Users of Dell laptops can check if they are affected with an online check tool. Affected users should immediately remove the certificate in the Windows certificate manager. The certificate manager can be started by clicking "Start" and typing in "certmgr.msc". The "eDellRoot" certificate can be found under "Trusted Root Certificate Authorities". You also need to remove the file Dell.Foundation.Agent.Plugins.eDell.dll, Dell has now posted an instruction and a removal tool.
This incident is almost identical with the Superfish-incident. Earlier this year it became public that Lenovo had preinstalled a software called Superfish on its Laptops. Superfish intercepts HTTPS-connections to inject ads. It used a root certificate for that and the corresponding private key was part of the software. After that incident several other programs with the same vulnerability were identified, they all used a software module called Komodia. Similar vulnerabilities were found in other software products, for example in Privdog and in the ad blocker Adguard.

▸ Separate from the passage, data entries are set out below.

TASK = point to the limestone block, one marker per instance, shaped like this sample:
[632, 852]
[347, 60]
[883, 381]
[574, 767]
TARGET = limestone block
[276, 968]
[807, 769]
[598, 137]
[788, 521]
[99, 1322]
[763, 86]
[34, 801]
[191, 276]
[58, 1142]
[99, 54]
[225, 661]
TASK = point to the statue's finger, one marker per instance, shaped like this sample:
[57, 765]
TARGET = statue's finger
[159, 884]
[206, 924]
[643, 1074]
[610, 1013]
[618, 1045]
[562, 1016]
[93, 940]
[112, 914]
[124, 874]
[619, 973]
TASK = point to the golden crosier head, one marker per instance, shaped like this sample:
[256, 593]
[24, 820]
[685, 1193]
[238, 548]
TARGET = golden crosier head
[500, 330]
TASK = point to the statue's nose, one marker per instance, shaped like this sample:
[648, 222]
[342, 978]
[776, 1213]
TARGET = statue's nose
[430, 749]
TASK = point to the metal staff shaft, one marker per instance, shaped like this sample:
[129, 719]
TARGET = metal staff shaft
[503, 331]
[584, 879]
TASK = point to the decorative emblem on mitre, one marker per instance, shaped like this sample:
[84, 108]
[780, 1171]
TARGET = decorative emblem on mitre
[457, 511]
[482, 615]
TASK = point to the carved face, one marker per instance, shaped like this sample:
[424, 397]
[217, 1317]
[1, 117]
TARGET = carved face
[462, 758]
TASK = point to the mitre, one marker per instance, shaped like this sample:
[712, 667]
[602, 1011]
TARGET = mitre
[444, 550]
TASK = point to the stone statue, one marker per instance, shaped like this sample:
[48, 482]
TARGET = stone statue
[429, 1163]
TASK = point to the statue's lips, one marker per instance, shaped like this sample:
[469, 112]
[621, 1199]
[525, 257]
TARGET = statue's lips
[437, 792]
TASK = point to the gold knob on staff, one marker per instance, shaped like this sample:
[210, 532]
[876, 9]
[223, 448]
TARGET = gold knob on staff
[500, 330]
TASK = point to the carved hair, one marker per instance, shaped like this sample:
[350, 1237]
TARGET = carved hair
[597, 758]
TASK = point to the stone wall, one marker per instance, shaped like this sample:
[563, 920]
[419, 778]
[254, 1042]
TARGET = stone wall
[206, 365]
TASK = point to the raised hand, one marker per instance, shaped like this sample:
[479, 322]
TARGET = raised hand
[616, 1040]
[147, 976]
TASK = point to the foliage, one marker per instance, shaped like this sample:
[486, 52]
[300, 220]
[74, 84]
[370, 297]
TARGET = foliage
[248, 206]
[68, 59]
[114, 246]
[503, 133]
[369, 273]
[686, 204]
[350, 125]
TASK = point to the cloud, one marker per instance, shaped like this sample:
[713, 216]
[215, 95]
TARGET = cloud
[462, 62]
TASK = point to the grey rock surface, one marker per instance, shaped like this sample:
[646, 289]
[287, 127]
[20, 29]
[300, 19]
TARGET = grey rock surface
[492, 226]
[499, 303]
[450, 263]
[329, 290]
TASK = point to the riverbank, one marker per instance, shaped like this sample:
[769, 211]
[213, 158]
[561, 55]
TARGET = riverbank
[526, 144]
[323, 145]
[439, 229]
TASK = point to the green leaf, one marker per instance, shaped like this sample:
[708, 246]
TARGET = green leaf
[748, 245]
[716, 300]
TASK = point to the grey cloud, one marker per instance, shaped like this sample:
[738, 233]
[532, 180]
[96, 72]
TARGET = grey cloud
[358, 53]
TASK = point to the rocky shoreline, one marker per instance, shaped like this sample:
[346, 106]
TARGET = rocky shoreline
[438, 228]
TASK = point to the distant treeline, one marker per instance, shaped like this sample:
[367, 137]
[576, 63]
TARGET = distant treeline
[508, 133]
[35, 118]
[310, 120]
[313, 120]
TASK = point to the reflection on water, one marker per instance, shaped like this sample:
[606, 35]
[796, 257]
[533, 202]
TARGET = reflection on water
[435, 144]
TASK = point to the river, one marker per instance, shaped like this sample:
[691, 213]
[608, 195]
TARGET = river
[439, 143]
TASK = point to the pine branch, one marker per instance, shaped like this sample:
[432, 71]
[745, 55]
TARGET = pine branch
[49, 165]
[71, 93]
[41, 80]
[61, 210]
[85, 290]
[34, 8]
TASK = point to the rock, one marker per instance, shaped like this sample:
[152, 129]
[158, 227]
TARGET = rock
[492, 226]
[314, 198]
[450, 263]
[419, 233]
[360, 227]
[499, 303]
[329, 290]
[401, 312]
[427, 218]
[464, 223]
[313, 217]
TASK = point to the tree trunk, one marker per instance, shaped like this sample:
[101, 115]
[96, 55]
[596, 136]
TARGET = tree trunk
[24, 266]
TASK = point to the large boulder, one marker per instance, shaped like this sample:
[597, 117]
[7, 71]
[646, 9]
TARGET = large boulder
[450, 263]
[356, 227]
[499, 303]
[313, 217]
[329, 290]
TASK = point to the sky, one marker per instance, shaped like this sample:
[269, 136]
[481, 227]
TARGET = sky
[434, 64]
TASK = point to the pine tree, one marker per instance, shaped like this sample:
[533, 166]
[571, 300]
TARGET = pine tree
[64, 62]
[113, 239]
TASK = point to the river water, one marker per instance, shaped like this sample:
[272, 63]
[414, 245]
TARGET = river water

This article is mostly a translation of a German article I wrote for Golem.de.
Image source and license: Wistula / Wikimedia Commons, Creative Commons by 3.0
Update (2015-11-24): Second Dell root certificate DSDTestProvider
I just found out that there is a second root certificate installed with some Dell software that causes exactly the same issue. It is named DSDTestProvider and comes with a software called Dell System Detect. Unlike the Dell Foundations Services this one does not need a Dell computer to be installed, therefore it was trivial to extract the certificate and the private key. My online test now checks both certificates. This new certificate is not covered by Dell's removal instructions yet.
Dell has issued an official statement on their blog and in the comment section a user mentioned this DSDTestProvider certificate. After googling what DSD might be I quickly found it. There have been concerns about the security of Dell System Detect before, Malwarebytes has an article about it from April mentioning that it was vulnerable to a remote code execution vulnerability.
Update (2015-11-26): Service tag information disclosure
Another unrelated issue on Dell PCs was discovered in a tool called Dell Foundation Services. It allows webpages to read an unique service tag. There's also an online check.